7.1. Autolavagem ou selflaundering.
O autor da infração antecedente pode responder também pelo crime posterior
de lavagem de capitais?
A doutrina nacional se divide quanto a esta possibilidade.
Para Delmanto, a punição do autor do crime antecedente pelo delito de
lavagem configuraria bis na in idem, pois a lavagem funcionaria como mero exaurimento do
delito precedente.
Outro argumento no sentido de se afastar a responsabilidade penal do autor da
infração antecedente pelo delito de lavagem de capitais seria o princípio que veda a
autoincriminação previsto no art. 5.º, LXIII, da CF/88. Em outras palavras, não se pode exigir
que o delinqüente se entregue à polícia ou à justiça. Assim, é natural que o agente, visando
fugir das implicações de seu ato criminoso, busque encobrir o mal feito. Não se pode, portanto,
exigir conduta diversa de quem cometeu um delito e pretende sua ocultação mediante o
encobrimento dos bens que daí derivam. Exigir o contrário seria exigir que o delinqüente
deixasse em aberto provas contra si.
Em sentido oposto, os defensores da possibilidade de que o autor do crime
antecedente também pode ser punido pelo crime parasitário, escoram-se, entre outros
argumentos, na ausência de impedimento legal para isso. Ao contrário do que se dá com a
receptação e o favorecimento real, nada impede que o sujeito ativo do crime antecedente
responda também pelo crime de lavagem de capitais.

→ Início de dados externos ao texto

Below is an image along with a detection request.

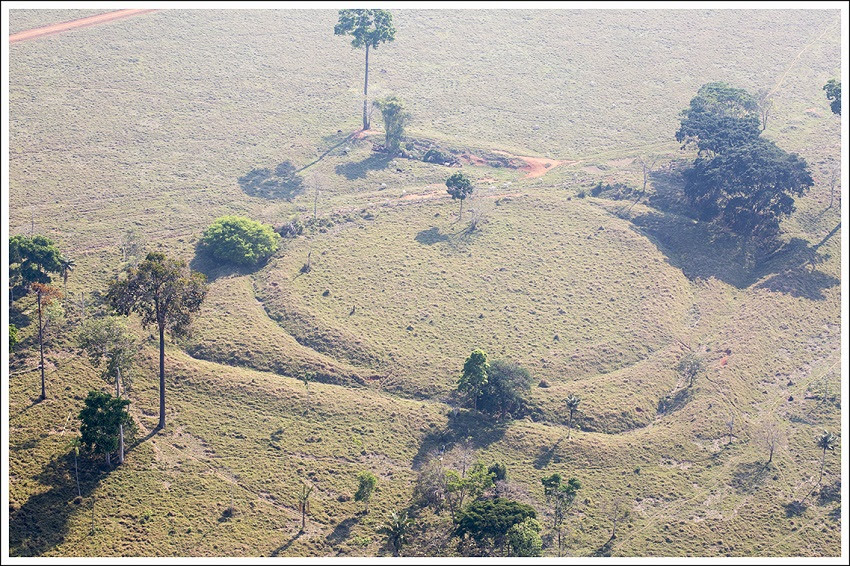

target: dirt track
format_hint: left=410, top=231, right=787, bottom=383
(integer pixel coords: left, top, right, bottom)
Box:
left=9, top=10, right=156, bottom=43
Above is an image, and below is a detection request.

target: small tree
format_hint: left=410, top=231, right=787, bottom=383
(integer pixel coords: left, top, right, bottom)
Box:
left=201, top=216, right=281, bottom=265
left=31, top=283, right=62, bottom=401
left=373, top=96, right=410, bottom=155
left=379, top=511, right=415, bottom=556
left=816, top=429, right=837, bottom=485
left=508, top=518, right=543, bottom=556
left=823, top=79, right=841, bottom=116
left=566, top=393, right=581, bottom=439
left=79, top=391, right=131, bottom=465
left=298, top=482, right=313, bottom=533
left=446, top=171, right=474, bottom=220
left=334, top=9, right=395, bottom=130
left=540, top=474, right=581, bottom=556
left=457, top=349, right=490, bottom=411
left=106, top=252, right=207, bottom=429
left=354, top=472, right=378, bottom=513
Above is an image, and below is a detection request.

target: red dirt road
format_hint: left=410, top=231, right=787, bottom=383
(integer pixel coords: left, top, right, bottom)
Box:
left=9, top=10, right=156, bottom=43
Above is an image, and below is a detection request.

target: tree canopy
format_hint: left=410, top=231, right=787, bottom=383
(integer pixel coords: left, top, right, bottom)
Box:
left=9, top=234, right=62, bottom=288
left=823, top=79, right=841, bottom=116
left=201, top=216, right=281, bottom=265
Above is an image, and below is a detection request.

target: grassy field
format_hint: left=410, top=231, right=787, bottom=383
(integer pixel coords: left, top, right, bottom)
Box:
left=8, top=10, right=843, bottom=556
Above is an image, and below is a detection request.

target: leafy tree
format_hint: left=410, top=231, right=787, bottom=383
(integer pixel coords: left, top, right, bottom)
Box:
left=9, top=324, right=20, bottom=352
left=457, top=349, right=490, bottom=410
left=815, top=430, right=837, bottom=484
left=508, top=518, right=543, bottom=556
left=9, top=235, right=62, bottom=298
left=685, top=139, right=814, bottom=239
left=823, top=79, right=841, bottom=116
left=354, top=472, right=378, bottom=513
left=77, top=317, right=138, bottom=464
left=79, top=391, right=132, bottom=464
left=476, top=360, right=532, bottom=418
left=298, top=482, right=313, bottom=533
left=676, top=82, right=761, bottom=155
left=106, top=252, right=207, bottom=429
left=379, top=511, right=415, bottom=556
left=201, top=216, right=281, bottom=265
left=566, top=393, right=581, bottom=438
left=334, top=9, right=395, bottom=130
left=373, top=96, right=410, bottom=155
left=30, top=283, right=62, bottom=401
left=540, top=474, right=581, bottom=556
left=446, top=171, right=474, bottom=218
left=455, top=497, right=537, bottom=548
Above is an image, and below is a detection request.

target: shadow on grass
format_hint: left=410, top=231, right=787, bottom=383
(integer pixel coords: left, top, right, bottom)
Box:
left=413, top=410, right=510, bottom=470
left=334, top=153, right=393, bottom=181
left=729, top=462, right=770, bottom=493
left=269, top=531, right=304, bottom=557
left=9, top=449, right=112, bottom=556
left=325, top=517, right=360, bottom=546
left=238, top=161, right=304, bottom=201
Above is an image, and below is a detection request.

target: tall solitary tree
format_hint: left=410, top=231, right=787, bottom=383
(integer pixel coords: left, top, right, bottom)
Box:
left=334, top=9, right=395, bottom=130
left=457, top=349, right=490, bottom=411
left=31, top=283, right=62, bottom=401
left=566, top=393, right=581, bottom=438
left=77, top=317, right=138, bottom=464
left=446, top=171, right=474, bottom=220
left=107, top=252, right=207, bottom=429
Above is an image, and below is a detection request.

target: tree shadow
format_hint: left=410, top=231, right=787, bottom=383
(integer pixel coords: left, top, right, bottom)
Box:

Afirmam ainda que não se pode aplicar o princípio da consunção, incidente nas
hipóteses de pós fato impunível. A ocultação do produto da infração antecedente pelo autor
configura lesão autônoma, contra sujeito passivo distinto, através de conduta não
compreendida como conseqüência natural e necessária da primeira. Ainda, o bem jurídico
tutelado pela Lei 9.613/98, em regra é distinto do bem jurídico tutelado no crime antecedente.
Assim, não há que se falar em bis in idem.
Se são bens jurídicos diversos, não há como se aplicar o princípio da consunção.
Para isso é preciso que os bens jurídicos tutelados em ambos os delitos coincidam.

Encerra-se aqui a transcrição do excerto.